# CROPLAND AI Christmas Card Generator
The code in this notebook clones the public GitHub repository of our 2022 Christmas Card generator application. In this repository, we store the data and code for an application that lets end users generate a personalized Christmas Card using generative AI. Next, we how how you can finetune GPT-2 to create a particular genre of text, namely, Christmas/New Year's wishes. 

As this is a fairly large model, you will want to run this notebook on a hardware-accelerated runtime. 

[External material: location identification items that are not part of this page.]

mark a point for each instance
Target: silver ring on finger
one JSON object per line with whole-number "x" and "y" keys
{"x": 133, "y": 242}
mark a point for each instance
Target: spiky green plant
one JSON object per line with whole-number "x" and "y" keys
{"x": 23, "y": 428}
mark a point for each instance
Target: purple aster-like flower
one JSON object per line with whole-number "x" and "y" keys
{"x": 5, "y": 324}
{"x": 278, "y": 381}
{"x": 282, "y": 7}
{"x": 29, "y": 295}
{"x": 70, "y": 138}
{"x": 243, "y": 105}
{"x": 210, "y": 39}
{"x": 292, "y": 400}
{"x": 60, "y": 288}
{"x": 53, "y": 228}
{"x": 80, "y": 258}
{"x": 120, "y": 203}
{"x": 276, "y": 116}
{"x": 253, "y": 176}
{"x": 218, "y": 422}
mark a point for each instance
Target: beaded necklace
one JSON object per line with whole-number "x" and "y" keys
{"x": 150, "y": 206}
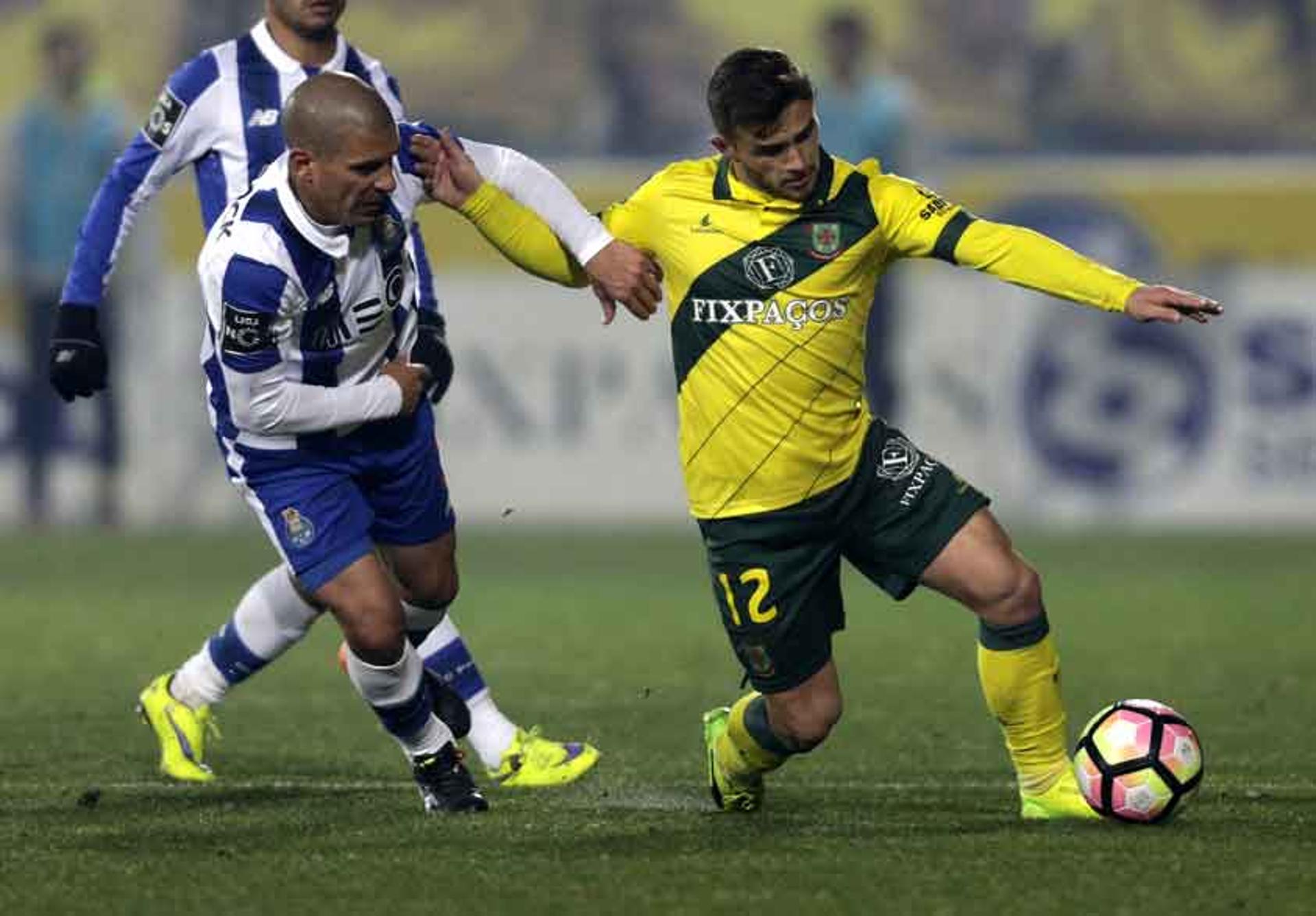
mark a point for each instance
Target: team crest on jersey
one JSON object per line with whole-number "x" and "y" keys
{"x": 757, "y": 660}
{"x": 390, "y": 234}
{"x": 769, "y": 267}
{"x": 898, "y": 459}
{"x": 164, "y": 119}
{"x": 300, "y": 529}
{"x": 824, "y": 240}
{"x": 395, "y": 285}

## Clone the git repository to fetch the data 

In [None]:
%%bash 
git clone https://github.com/cropland-bv/ai_christmas_card_app

## Install missing Python dependencies

In [None]:
%pip install transformers fastai

## Run imports

In [42]:
import os, random, glob
import numpy as np
from fastai.text.all import *
from transformers import GPT2LMHeadModel, GPT2TokenizerFast
from transformers import TextDataset
from sklearn.model_selection import train_test_split
from transformers import AutoTokenizer
from transformers import DataCollatorForLanguageModeling
from transformers import Trainer, TrainingArguments,AutoModelWithLMHead
from transformers import TextGenerationPipeline


## Define data paths and fetch tokenizer from HuggingFace hub

In [43]:
path = os.path.join(os.getcwd(), "ai_christmas_card_app","training_gpt2", "input", "poemsdataset", "forms", "nieuwjaarsbrieven")
files = glob.glob( path +'/*.txt' )
tokenizer = AutoTokenizer.from_pretrained("gpt2-medium")
train_path = 'train.txt'
test_path = 'test.txt'

## Create train/test split based on the list of txt files downloaded from GitHub
We write 80% of the files to "train.txt", and reserve 20% of the files for the test set.

In [45]:
train = open("train.txt", "a")
test = open("test.txt", "a")
train_indices = random.sample(range(len(files)), int(0.8*len(files)))
i=0
while i < len(files):
  if(i in train_indices):
    with open(files[i], "r") as text_input:
      train.write(text_input.read())
      text_input.close()
  else:
     with open(files[i], "r") as text_input:
      test.write(text_input.read())
      text_input.close()
  i = i +1
    
train.close()
test.close()


## Functions to load and tokenize the dataset

In [46]:

def load_dataset(file_path, tokenizer, block_size = 75):
    dataset = TextDataset(
        tokenizer = tokenizer,
        file_path = file_path,
        block_size = block_size,
    )
    return dataset

def load_data_collator(tokenizer, mlm = False):
    data_collator = DataCollatorForLanguageModeling(
        tokenizer=tokenizer, 
        mlm=mlm,
    )
    return data_collator



## Apply loading/tokenization functions to create a train and a test dataset for our model fine-tuning

In [None]:
train_dataset = load_dataset('train.txt', tokenizer)
test_dataset = load_dataset('test.txt', tokenizer)
data_collator = load_data_collator(tokenizer)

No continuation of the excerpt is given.